アンディは銀行員として働いてきた知識を活かし、刑務官の税務処理や資産運用を担うようになる。そうして20年の月日が流れ、事件の真相を知る青年と出会うが…。
【注目ポイント】
『ショーシャンクの空に』は、正攻法な脚色のお手本のような例である。原作小説のプロットをほぼいじらず、細部を変更し、オリジナルのシーンを足すことでより劇的で引き締まった物語を作り出している。また、小説では味になり得るテンポの悪さも描写の簡略化により解消している。原作の30年間の物語を映画では20年弱に縮めているが、142分に物語を収める上で合理的な判断だろう。
本作の監督・脚本を務めたフランク・ダラボンは、同じくスティーブン・キング原作の『グリーンマイル』(1999)でも見事な脚色の技をみせ、アカデミー賞候補になった。
現代のアメリカ映画において、小説の脚色という点では、アレクサンダー・ペイン(『ホールドオーバーズ 置いてけぼりのホリディ』など)も教科書的な代表例だ。ペインの脚本はセリフのある部分と無い部分のバランスが良く、ウェルメイドな脚本の素晴らしい例と言える。台詞の量がとにかく多いアーロン・ソーキン(『ソーシャル・ネットワーク』など)も個性的で素晴らしいが、脚本を書く上でまず真似をするなら断然ペインだろう。

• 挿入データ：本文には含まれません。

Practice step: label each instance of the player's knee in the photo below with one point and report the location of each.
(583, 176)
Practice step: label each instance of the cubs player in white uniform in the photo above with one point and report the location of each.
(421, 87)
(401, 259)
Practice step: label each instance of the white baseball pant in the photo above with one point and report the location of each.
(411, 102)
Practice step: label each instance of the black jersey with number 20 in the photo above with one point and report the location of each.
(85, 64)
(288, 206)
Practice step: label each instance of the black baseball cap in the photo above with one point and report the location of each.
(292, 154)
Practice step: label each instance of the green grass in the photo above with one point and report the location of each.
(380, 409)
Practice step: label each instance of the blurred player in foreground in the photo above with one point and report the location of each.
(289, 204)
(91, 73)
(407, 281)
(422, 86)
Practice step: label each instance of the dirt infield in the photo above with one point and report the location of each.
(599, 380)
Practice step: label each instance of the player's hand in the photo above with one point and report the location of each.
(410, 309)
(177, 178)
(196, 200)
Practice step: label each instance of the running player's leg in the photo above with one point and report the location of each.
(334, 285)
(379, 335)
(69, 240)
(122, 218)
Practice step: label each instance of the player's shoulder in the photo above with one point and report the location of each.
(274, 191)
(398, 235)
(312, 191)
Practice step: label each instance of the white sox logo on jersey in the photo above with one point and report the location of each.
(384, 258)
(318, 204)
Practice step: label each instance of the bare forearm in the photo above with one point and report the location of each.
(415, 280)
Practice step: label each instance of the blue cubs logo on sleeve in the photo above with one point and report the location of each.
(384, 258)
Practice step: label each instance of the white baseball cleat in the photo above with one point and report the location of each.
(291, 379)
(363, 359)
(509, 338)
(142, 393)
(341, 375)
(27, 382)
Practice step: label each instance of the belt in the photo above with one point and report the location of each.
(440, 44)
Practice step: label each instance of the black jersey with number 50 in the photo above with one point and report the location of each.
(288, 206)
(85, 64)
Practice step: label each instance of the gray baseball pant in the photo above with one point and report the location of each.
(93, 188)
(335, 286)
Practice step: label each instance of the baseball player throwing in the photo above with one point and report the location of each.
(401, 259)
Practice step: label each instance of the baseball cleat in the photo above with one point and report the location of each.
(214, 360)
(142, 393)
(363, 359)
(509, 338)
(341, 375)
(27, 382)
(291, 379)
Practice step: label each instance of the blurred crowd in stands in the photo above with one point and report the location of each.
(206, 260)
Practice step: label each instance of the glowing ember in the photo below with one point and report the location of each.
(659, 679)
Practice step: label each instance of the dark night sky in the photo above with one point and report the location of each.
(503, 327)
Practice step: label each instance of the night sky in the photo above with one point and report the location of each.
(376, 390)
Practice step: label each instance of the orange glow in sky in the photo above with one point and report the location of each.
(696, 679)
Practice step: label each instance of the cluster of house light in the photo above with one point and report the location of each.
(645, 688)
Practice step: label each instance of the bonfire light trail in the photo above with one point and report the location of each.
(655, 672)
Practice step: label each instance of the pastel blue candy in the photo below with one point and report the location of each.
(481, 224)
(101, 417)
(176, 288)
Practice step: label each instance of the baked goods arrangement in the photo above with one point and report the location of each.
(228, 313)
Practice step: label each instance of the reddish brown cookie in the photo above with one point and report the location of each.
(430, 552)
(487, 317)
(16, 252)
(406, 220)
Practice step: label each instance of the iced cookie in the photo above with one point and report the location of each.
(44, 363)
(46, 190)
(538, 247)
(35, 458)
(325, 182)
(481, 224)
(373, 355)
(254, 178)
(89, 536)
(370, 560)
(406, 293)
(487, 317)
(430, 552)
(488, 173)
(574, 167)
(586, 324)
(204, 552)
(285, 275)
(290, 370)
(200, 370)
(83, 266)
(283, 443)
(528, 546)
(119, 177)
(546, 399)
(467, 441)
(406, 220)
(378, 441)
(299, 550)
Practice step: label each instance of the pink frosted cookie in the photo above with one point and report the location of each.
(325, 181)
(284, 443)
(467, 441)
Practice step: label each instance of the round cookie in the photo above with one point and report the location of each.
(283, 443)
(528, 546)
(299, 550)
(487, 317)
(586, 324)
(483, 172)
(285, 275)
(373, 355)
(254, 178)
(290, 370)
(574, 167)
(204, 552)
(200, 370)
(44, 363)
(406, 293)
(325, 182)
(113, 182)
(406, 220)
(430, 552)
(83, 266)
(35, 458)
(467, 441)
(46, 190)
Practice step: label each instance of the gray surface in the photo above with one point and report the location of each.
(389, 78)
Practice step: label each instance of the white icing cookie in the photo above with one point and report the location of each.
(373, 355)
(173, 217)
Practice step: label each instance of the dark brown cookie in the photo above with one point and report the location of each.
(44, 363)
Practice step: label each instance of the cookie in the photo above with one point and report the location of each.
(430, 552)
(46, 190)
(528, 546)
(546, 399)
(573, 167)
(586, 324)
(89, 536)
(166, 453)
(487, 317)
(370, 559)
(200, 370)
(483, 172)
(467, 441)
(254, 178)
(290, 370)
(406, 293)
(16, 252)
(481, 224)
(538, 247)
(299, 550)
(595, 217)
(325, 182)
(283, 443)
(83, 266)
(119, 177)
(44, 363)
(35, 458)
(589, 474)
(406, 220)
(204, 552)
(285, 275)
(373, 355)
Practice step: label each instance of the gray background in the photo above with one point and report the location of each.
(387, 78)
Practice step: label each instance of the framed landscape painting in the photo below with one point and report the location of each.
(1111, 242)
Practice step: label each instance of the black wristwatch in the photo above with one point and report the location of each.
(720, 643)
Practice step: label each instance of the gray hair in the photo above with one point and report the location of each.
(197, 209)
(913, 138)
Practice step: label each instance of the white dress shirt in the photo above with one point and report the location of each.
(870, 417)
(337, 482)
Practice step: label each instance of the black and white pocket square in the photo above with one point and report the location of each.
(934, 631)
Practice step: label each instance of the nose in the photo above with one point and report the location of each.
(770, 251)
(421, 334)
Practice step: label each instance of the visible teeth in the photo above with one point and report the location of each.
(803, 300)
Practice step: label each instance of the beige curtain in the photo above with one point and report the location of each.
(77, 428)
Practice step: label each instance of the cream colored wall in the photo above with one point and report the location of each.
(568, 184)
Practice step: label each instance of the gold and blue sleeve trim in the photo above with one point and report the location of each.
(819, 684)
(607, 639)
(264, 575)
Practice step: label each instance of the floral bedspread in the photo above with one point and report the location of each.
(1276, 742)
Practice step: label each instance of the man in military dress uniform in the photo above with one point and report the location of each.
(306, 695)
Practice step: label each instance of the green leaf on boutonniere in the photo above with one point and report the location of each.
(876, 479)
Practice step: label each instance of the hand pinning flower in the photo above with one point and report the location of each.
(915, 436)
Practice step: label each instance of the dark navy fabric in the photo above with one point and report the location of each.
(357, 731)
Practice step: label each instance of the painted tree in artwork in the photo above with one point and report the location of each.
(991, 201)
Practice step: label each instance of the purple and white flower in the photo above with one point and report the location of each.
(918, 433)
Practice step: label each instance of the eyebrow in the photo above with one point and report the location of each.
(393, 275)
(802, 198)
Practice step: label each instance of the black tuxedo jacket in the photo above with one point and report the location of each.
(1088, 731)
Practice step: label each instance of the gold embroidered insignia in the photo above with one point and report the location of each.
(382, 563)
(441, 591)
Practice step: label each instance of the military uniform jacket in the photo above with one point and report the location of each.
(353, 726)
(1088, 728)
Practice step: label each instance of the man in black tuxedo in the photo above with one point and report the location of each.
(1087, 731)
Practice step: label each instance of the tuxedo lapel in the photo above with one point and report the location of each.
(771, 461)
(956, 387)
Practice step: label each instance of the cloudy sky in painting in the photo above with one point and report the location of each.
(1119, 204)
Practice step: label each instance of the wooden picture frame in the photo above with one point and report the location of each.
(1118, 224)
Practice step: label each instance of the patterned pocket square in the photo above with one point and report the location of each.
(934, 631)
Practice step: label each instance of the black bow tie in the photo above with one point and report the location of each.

ちなみに、小説を原作にした映画で原作者みずから脚本を書いた例は多いが、思いのほか成功作は多くない印象だ。今のところアカデミー賞受賞までたどり着いたのは、ウィリアム・ピーター・ブラッティ(『エクソシスト』)、マリオ・プーゾ(『ゴッドファーザー』『ゴッドファーザー PART II』)、マイケル・ブレイク(『ダンス・ウィズ・ウルブズ』)、ジョン・アーヴィング(『サイダーハウス・ルール』)の4人のみである(ノミネートは他にも何人かいる)。小説の執筆と脚本の執筆は似て非なる技術が必要なのだ。